All measurements were performed using two Chroma 6314A mainframes equipped with the following electronic loads: six 63123A [350 W each], one 63102A [100 W x2], and one 63101A [200 W]. The aforementioned equipment is able to deliver 2500 W of load, and all loads are controlled by a custom-made software. We also used a Picoscope 3424 oscilloscope, a Picotech TC-08 thermocouple data logger, a Fluke 175 multimeter, and a Yokogawa WT210 power meter. We also included a wooden box, which, along with some heating elements, was used as a hot box. Finally, we had at our disposal four more oscilloscopes (Rigol 1052E, VS5042, Stingray DS1M12, and another Picoscope 3424), and a CEM DT-8852 sound level meter. In this article, you will find more details about our equipment and the review methodology we follow. Finally, we conduct all of our tests at 40-45°C ambient in order to simulate with higher accuracy the environment seen inside a typical system, with 40-45°C being derived from a standard ambient assumption of 23°C and 17-22°C being added for the typical temperature rise within a system.

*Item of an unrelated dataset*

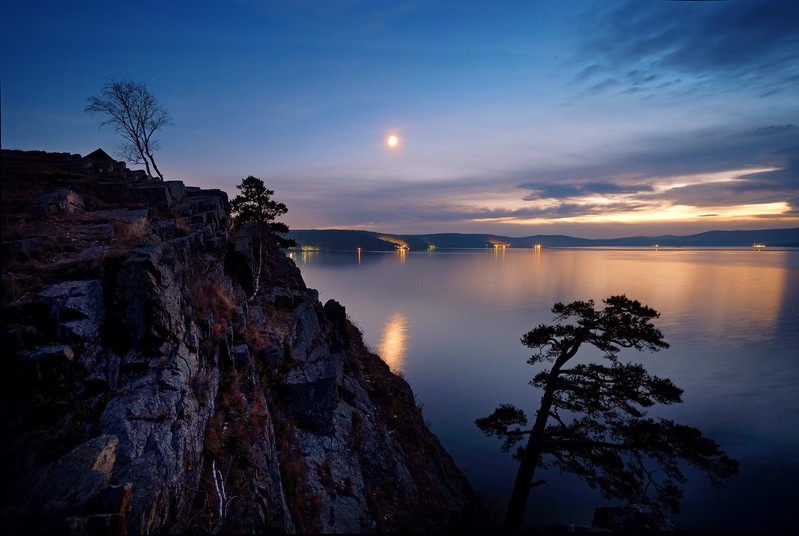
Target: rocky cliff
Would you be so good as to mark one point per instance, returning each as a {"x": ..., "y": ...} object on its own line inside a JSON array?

Primary Rails Voltage Regulation

The following charts show the voltage values of the main rails, recorded over a range from 60W to the maximum specified load, and the deviation (in percent) for the same load range.

5VSB Regulation

The following chart shows how the 5VSB rail deals with the load we throw at it.

Hold-up Time

The hold-up time is a very important characteristic of a PSU and represents the amount of time, usually measured in milliseconds, that a PSU can maintain output regulations as defined by the ATX spec without input power. In other words, it is the amount of time that the system can continue to run without shutting down or rebooting during a power interruption. The ATX spec sets the minimum hold-up time to 16 ms with the maximum continuous output load. In the following screenshot, the blue line is the mains signal and the yellow line is the "Power Good" signal. The latter is de-asserted to a low state when any of the +12V, 5V, or 3.3V output voltages fall below the undervoltage threshold, or after the mains power has been removed for a sufficiently long time to guarantee that the PSU cannot operate anymore.

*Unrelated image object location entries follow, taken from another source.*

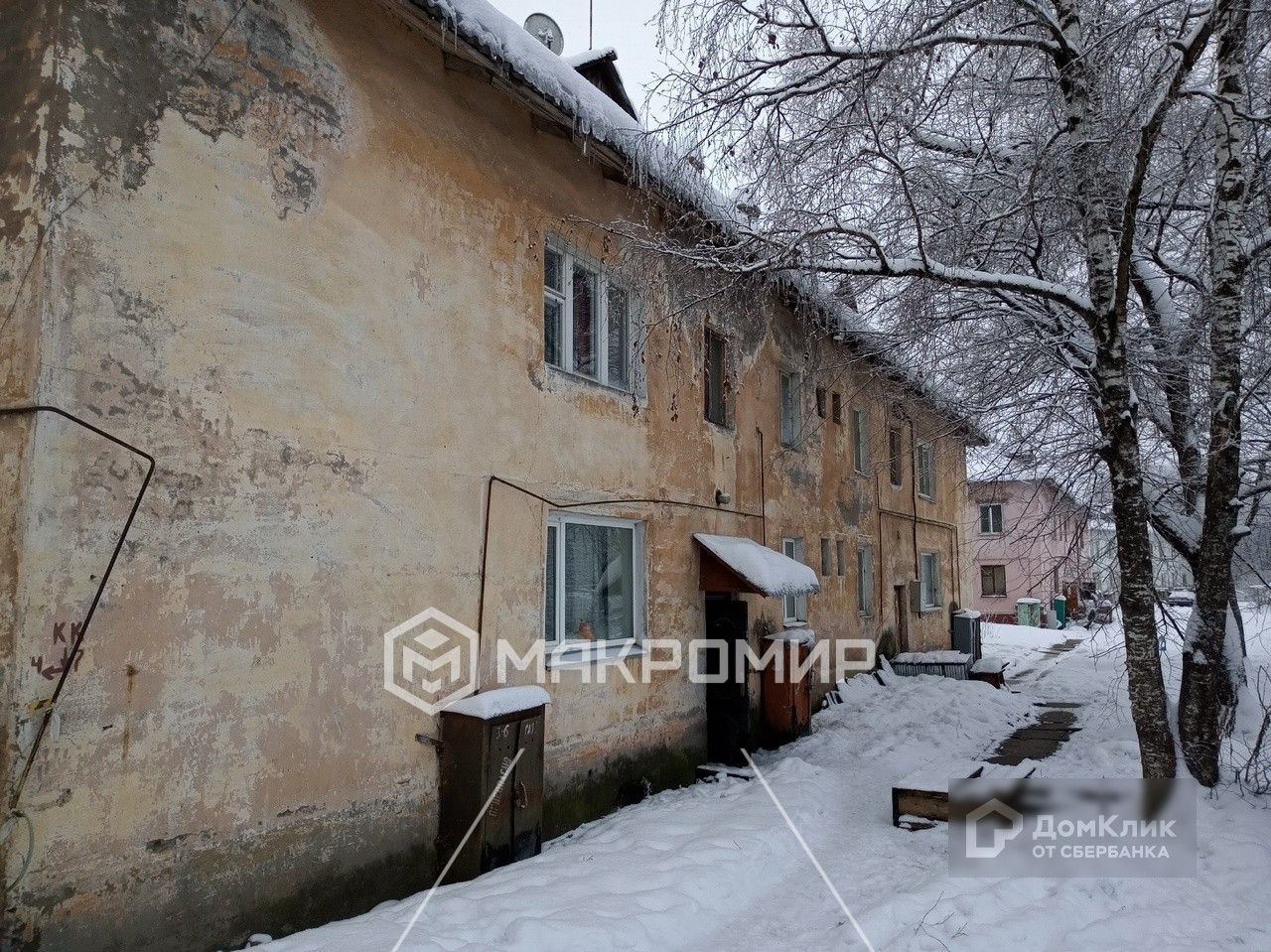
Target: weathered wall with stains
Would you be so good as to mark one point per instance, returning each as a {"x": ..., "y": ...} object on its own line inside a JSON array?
[
  {"x": 307, "y": 276},
  {"x": 26, "y": 191}
]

The hold-up time of only 1 ms fails to comply with ATX spec requirements, which is a shame. The platform does, in our opinion, require several design upgrades, since the APFC cap is large enough for the capacity of the unit.

Inrush Current

Inrush current or switch-on surge refers to the maximum, instantaneous input-current drawn by an electrical device when first turned on. Because of the charging current of the APFC capacitor(s), PSUs produce large inrush-current right as they are turned on. Large inrush current can cause the tripping of circuit breakers and fuses and may also damage switches, relays, and bridge rectifiers; as a result, the lower the inrush current of a PSU right as they are turned on, the better.

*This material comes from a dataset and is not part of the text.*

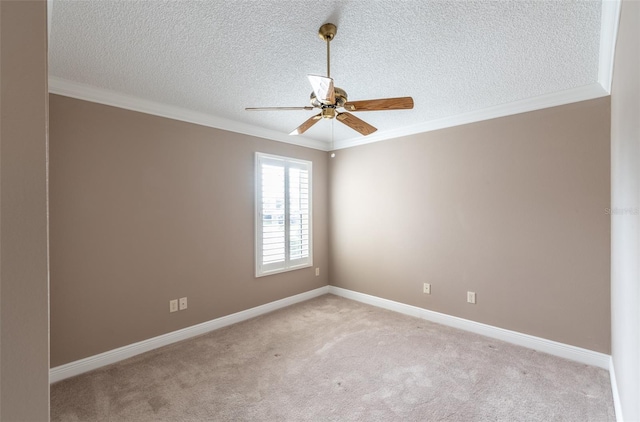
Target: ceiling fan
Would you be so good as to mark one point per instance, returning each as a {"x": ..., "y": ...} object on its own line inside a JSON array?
[{"x": 328, "y": 98}]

Inrush current is among the highest we have ever measured, and this is only a medium-capacity PSU. Apparently, a larger thermistor is needed to lower the inrush current. The measured reading is thankfully still below 50 A.

Voltage Regulation and Efficiency Measurements

The first set of tests revealed the stability of the voltage rails and the efficiency of the ST65F-G. The applied load was equal to (approximately) 20%, 40%, 50%, 60%, 80%, 100%, and 110% of the maximum load that the PSU can handle. We conducted two additional tests. In the first test, we stressed the two minor rails (5V and 3.3V) with a high load while the load at +12V was only 2 A. In the second test, we dialed the maximum load that the +12V rail could handle while the load on the minor rails was minimal.


The PSU easily managed to deliver more than its full power at 46°C, proving that Enhance should raise the maximum operating temperature threshold of their new PSUs. The OTP circuit didn't engage during our entire test session; however, the fan control circuit forced the fan to operate at its full speed most of the time. The Delta difference between the input and the output of the PSU was, nonetheless, relatively small—the fan doesn't provide enough airflow, or the large heatsinks block the airflow along with other components.

Efficiency at 20% load was kind of low for a Gold unit, but increased to the levels we expected during the other tests. With a 50% of maximum-rated-capacity load, it peaked with a marginal reading over 91%. Overall, this is definitely not the most efficient Gold unit we have ever tested, but it is still efficient enough. As for voltage regulation, Silverstone's claim of 3% on all rails proved to be true, and the +12V and 5V rails even have tighter voltage regulation. Also, during the CL1 test, the voltage readings of the minor rails proved that the small VRMs generating them pack more power than meets the eye, since they easily delivered 150 W together.